A new trend is that once a person loses his job or retires, he becomes a journalist and starts writing for newpapers and magazines. Mr. Mani Shankar Aiyar and Mr. S.S. Tinaikar are only two examples of this, there are so many others.
I have nothing against this and I in fact welcome the trend, because the more journalists there are, the better it is for the profession and the country. However, it has been creating some confusion for people who have only been journalists all their lives.
For instance, I was at a party yesterday and the chief executing of a plastic goods company asked me: “So, what do you do?”
“Oh, I am a journalist, nothing much,” I said, wondering whether thw whiskey was deshi or scotch.
“Like Mani Shankar Aiyar,” the executive said, shaking my hand. “And what were you doing before you become a journalist? Writing speeches?
“No, no I have been a journalist all my life,” I said.
The chief executive looked at me rather oddly and walked away.
I was thinking that the colour looked like premium scotch, though you can never tell by colour these days, when the PRO of a multinational firm came up to me and said: “I believe you have started writing congrulations. But what exactly were you doing vefore you took up journalism?”

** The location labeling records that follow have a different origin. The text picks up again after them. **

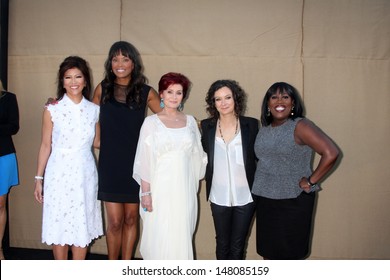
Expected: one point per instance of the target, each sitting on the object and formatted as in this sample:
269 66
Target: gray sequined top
282 162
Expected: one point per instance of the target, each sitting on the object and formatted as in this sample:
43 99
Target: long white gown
172 160
71 212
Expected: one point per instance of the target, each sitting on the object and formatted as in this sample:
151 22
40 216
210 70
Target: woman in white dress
168 165
72 215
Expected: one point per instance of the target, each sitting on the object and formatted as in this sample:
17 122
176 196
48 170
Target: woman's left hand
305 185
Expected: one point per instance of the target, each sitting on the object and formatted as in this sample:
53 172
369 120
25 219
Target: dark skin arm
153 99
307 133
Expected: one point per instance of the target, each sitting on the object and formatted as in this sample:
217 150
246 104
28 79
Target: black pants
231 228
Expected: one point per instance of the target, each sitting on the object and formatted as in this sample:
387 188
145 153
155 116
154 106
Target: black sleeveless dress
120 126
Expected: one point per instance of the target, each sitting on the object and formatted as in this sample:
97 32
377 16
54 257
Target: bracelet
310 183
313 187
146 193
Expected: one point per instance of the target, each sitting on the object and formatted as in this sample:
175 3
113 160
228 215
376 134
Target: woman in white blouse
228 139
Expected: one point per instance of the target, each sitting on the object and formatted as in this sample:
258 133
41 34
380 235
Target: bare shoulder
97 94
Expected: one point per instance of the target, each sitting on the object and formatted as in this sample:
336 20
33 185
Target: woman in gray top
285 182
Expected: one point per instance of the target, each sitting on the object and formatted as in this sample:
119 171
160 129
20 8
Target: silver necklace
220 130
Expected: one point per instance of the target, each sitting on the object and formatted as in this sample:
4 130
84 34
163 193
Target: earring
162 105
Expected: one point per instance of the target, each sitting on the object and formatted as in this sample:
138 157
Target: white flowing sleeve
143 156
199 158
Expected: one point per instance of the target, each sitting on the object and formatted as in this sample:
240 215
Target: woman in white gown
168 165
72 215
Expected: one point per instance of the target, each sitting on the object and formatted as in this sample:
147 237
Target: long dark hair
137 79
69 63
282 88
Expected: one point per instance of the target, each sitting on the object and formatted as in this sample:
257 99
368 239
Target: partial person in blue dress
9 125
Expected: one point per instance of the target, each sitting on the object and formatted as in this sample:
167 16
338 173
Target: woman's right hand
38 192
146 203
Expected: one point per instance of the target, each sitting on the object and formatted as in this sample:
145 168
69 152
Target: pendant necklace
220 130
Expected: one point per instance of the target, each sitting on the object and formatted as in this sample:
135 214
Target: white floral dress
71 212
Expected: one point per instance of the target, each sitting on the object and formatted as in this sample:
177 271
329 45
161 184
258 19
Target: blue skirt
9 175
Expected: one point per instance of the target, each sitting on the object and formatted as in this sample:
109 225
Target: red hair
172 79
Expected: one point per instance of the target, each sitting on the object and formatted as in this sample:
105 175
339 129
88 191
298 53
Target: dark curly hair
137 79
282 87
239 97
69 63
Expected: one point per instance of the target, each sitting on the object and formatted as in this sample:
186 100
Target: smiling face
74 82
280 105
122 66
173 96
224 101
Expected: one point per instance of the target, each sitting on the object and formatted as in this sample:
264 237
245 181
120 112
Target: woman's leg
60 252
130 230
242 217
3 220
223 227
115 219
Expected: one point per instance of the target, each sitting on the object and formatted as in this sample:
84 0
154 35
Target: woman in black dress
123 97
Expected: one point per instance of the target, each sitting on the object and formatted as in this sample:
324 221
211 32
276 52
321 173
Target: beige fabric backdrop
336 52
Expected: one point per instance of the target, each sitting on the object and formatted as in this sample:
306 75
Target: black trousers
231 228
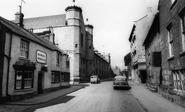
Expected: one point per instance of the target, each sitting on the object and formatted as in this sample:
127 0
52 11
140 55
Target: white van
94 79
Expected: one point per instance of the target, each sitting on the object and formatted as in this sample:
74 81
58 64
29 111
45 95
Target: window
24 79
170 41
81 39
183 30
62 77
55 76
24 49
58 58
67 63
173 1
179 80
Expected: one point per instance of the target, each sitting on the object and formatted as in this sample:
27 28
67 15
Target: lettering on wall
41 56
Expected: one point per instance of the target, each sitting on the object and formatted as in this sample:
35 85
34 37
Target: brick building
29 65
172 27
69 32
152 44
136 39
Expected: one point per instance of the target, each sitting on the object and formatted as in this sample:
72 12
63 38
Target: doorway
143 76
40 83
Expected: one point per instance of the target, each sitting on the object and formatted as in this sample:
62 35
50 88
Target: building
172 27
152 44
69 32
127 61
136 39
29 65
101 65
116 70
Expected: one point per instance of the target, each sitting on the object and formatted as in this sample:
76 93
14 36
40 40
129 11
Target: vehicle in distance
120 82
94 79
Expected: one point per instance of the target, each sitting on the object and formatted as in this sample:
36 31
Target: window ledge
173 4
23 90
170 58
182 53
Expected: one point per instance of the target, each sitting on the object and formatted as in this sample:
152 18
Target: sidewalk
151 101
45 97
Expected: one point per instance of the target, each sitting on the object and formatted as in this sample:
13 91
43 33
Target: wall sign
41 57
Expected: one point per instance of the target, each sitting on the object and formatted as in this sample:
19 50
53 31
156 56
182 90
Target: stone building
101 65
29 65
136 39
152 44
69 32
172 27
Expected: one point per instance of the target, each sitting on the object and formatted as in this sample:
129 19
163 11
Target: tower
89 49
73 25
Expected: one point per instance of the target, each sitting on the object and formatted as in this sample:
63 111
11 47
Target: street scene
92 56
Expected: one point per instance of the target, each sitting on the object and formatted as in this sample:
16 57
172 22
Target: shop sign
41 57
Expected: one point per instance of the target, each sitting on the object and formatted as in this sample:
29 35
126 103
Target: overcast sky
112 19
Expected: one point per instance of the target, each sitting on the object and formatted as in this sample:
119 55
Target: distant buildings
164 50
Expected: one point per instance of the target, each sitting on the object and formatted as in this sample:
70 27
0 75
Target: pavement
152 101
46 97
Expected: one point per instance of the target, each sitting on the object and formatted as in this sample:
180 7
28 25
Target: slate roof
28 35
45 21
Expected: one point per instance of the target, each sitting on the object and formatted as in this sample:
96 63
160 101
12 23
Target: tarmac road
97 98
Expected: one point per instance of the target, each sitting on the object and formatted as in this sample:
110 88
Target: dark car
94 79
120 82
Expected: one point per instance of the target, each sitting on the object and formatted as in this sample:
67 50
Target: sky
112 19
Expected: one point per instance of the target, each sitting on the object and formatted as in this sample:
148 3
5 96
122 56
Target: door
40 83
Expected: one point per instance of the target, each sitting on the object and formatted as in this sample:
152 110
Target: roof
45 21
27 34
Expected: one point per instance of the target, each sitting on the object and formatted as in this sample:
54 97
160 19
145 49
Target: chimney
149 10
19 17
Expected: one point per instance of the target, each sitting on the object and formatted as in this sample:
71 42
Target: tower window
66 23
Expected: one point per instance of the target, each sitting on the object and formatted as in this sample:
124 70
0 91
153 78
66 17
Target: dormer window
24 49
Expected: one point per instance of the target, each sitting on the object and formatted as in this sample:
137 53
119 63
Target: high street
97 98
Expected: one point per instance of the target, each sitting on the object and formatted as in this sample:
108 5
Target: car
94 79
120 82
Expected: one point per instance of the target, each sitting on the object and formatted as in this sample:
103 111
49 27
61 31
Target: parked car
120 82
94 79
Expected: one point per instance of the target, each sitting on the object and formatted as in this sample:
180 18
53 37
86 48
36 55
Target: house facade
152 44
136 39
29 65
102 65
69 32
172 27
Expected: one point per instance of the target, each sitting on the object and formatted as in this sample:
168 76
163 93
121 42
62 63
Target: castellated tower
89 50
73 33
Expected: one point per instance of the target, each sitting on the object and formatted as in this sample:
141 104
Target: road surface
97 98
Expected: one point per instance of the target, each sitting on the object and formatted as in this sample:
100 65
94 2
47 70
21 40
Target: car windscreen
120 79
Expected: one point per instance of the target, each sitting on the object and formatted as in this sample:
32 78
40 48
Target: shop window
55 76
82 40
67 63
58 58
179 80
62 77
24 79
24 49
170 41
183 30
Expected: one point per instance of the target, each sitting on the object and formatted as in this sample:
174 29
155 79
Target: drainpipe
8 71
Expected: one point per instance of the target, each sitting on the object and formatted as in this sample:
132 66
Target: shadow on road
126 88
56 101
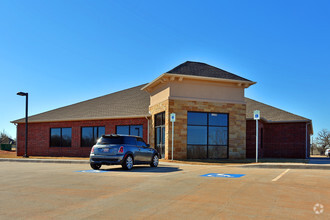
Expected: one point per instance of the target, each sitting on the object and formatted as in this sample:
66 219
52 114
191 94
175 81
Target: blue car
124 150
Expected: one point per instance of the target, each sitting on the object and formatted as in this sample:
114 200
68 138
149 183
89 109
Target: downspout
306 140
148 129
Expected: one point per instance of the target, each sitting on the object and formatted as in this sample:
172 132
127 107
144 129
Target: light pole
26 120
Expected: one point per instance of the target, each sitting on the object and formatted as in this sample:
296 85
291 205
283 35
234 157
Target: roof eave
81 119
244 83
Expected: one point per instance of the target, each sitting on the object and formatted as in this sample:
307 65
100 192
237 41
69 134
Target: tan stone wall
155 109
237 125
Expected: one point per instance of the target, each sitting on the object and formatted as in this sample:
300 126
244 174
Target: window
89 135
141 143
136 130
207 135
60 137
116 140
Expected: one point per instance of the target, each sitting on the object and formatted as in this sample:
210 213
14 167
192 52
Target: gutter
148 130
307 139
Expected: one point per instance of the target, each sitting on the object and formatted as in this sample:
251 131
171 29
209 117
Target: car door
133 147
146 151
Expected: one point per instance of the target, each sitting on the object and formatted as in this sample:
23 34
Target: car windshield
116 140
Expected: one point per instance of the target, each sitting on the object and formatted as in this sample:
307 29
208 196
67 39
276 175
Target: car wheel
96 166
154 161
128 163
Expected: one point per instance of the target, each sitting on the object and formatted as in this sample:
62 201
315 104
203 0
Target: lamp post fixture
26 120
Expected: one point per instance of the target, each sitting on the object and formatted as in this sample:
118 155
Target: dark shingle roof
134 102
270 113
204 70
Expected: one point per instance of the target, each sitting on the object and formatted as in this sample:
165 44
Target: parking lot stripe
279 176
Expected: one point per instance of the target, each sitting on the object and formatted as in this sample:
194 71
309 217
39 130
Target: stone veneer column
155 109
237 126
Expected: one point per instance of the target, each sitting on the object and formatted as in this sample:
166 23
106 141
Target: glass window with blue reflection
197 135
197 118
60 137
122 129
136 130
89 135
204 130
216 119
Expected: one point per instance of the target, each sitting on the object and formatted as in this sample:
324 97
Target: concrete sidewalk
185 163
28 160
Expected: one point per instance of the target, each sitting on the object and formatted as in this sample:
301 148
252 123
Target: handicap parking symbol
223 175
91 171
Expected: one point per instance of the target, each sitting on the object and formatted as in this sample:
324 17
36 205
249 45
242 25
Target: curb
271 166
45 161
288 166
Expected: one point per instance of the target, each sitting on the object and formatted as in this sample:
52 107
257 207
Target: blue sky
63 52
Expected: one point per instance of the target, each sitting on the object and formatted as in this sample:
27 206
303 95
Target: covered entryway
160 133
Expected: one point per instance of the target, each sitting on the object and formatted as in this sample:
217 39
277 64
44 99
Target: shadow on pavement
143 169
319 160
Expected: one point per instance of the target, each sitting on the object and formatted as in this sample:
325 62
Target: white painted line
279 176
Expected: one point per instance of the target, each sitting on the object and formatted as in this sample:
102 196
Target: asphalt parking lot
170 191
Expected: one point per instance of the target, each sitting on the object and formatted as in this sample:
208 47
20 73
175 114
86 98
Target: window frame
61 137
207 130
129 129
81 136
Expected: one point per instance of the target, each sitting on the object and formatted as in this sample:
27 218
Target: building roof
270 113
134 102
202 69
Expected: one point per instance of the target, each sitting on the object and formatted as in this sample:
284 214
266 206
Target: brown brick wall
237 125
39 136
281 140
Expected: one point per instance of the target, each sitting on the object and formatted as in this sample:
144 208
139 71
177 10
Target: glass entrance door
160 140
160 133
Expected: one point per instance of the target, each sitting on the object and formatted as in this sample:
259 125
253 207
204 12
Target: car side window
130 140
141 143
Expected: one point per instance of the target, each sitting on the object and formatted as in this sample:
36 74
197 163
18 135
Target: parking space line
279 176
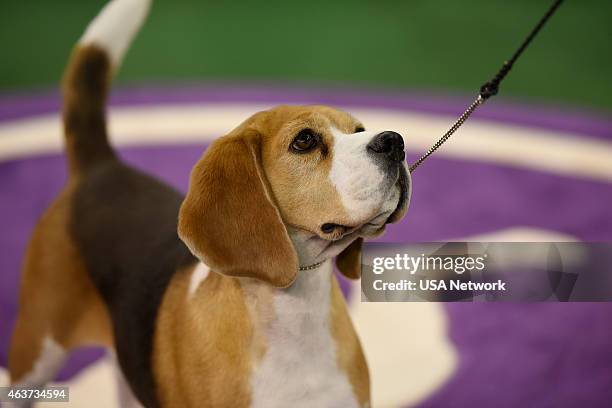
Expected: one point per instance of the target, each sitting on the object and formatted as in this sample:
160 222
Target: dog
225 297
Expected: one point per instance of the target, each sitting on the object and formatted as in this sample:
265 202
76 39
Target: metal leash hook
490 88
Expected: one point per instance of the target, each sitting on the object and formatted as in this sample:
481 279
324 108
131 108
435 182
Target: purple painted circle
537 355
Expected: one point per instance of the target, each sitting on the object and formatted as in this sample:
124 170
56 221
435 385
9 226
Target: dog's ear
229 219
349 260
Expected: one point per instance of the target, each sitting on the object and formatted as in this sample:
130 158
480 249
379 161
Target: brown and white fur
223 316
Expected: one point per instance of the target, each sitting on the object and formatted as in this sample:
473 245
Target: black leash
490 88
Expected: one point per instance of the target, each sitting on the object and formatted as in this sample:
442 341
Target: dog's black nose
388 143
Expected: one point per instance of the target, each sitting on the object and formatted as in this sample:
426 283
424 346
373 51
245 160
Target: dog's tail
87 79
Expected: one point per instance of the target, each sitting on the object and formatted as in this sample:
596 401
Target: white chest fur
299 366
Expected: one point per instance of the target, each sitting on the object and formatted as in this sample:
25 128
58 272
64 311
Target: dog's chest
299 367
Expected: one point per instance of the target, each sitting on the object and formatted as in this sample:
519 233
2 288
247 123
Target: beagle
222 298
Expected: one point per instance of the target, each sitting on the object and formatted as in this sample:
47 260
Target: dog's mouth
375 226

“Nothing,” I said, “I was doing nothing. I have only been a journalist.”
“That’s very strange,” the PRO said. “You are the first person I have come across who has done nothing before starting to write.”
I smelt the glass. I t did smell like scotch, but that could mean it was of of those better brands of deshi whisky blended with a dash of scotch. A medical practitioner, who had been siting nearby and listening, came up and said: “Excuse me, I could not help overhearing you say that you are a journalist. When did you retire to become a journalist?’
“I did not retire to become a journalist, I am a journalist, that’s all,” I said. “There are very few like me, but there are, who have not retired and come into journalism, or been sacked and come into journalism.”
“You are joking,” the medical practitioner said.
I tasted the whisky, I was right, it was scotch, though it was fake scotch. Just then a lady came to me and said: “Tell me, do you like being a journalist, or would you like to go back to your old job?”